Car il s'agit de mettre en question le désir lui-même. Désir du personnage et du spectateur. Nous savons qu'un homme va être tué quand le coup de timbale retentira au cours de l'exécution de la cantate (L'Homme qui en savait trop). Nous attendons l'instant décisif. Autrement dit, nous désirons voir le meurtre, et aussi l'empêcher. Nous avons à la fois envie de la violence et peur de la violence. Le travail de Hitchcock s'efforce de retenir, déplacer, relancer le désir. Moyennant quoi, il nous donne le moyen d'en saisir l'ambivalence.
On pourrait soutenir le paradoxe suivant : les films de Hitchcock ne sont pas des films d'action. Ce sont des films d'émotion.
Ce qui est dilaté, mis en valeur par l'écran n'est pas le moment où l'on agit, mais les battements de cœur, l'impatience, l'appréhension et les hésitations qui précèdent l'acte, le remords et la culpabilité qui le suivent. Comme tous les grands créateurs anxieux, Hitchcock se sert de son art pour apprivoiser l'angoisse, la rêver et la ruminer. Son cinéma est parfois cauchemardesque (Psychose, Les Oiseaux, Le Rideau déchiré), mais la psychanalyse nous apprend que le cauchemar, comme le rêve, est la réalisation d'un désir. Il nous fait revivre une situation que nous n'avons pu maîtriser parce que nous étions fous d'angoisse, submergés par la peur. Recréer de telles épreuves, les rendre accessibles par la fiction, maîtrisables par l'humour et le spectacle, est une des plus nobles fonctions de l'artiste.
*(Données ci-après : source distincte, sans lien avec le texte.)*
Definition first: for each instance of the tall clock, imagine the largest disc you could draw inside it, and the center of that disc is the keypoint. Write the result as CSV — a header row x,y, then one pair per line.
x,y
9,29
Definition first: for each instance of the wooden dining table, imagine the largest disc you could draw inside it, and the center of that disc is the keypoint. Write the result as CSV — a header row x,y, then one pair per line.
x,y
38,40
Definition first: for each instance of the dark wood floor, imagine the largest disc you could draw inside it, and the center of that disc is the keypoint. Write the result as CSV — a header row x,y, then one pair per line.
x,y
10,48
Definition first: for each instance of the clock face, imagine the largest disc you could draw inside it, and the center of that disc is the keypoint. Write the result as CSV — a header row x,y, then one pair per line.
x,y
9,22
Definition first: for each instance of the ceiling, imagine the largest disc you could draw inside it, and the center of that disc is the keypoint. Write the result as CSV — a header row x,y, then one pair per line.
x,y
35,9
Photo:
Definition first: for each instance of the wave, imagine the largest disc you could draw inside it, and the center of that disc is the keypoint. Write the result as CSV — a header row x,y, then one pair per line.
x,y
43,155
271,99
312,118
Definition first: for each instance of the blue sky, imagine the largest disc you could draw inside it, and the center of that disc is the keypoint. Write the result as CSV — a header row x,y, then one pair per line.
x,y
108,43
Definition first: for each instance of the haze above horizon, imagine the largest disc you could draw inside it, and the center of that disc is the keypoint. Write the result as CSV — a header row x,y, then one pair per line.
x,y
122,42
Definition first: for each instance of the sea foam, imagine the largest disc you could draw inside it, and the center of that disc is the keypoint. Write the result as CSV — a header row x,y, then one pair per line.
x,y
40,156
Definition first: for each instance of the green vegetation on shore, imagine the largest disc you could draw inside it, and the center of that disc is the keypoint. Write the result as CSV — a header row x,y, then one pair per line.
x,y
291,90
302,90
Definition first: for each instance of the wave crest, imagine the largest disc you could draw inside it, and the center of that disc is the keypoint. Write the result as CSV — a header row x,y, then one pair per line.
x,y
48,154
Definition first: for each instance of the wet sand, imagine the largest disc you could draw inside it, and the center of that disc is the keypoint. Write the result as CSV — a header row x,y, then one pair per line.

Au lieu de mépriser les cinéastes qui font peur, et les spectateurs qui paient pour avoir peur, les esprits forts pourraient se demander pourquoi ils réagissent avec tant d'ironie là où d'autres sont bouleversés.
En ce sens, on ne peut échapper au cinéma de Hitchcock qu'en mutilant la part la plus fragile, la plus précieuse et la plus intime de soi-même. L'intelligence du cinéaste vise à nous désarmer. Il nous met à nu pour nous faire retrouver les terreurs de l'enfance et imaginer l'effroi de la mort.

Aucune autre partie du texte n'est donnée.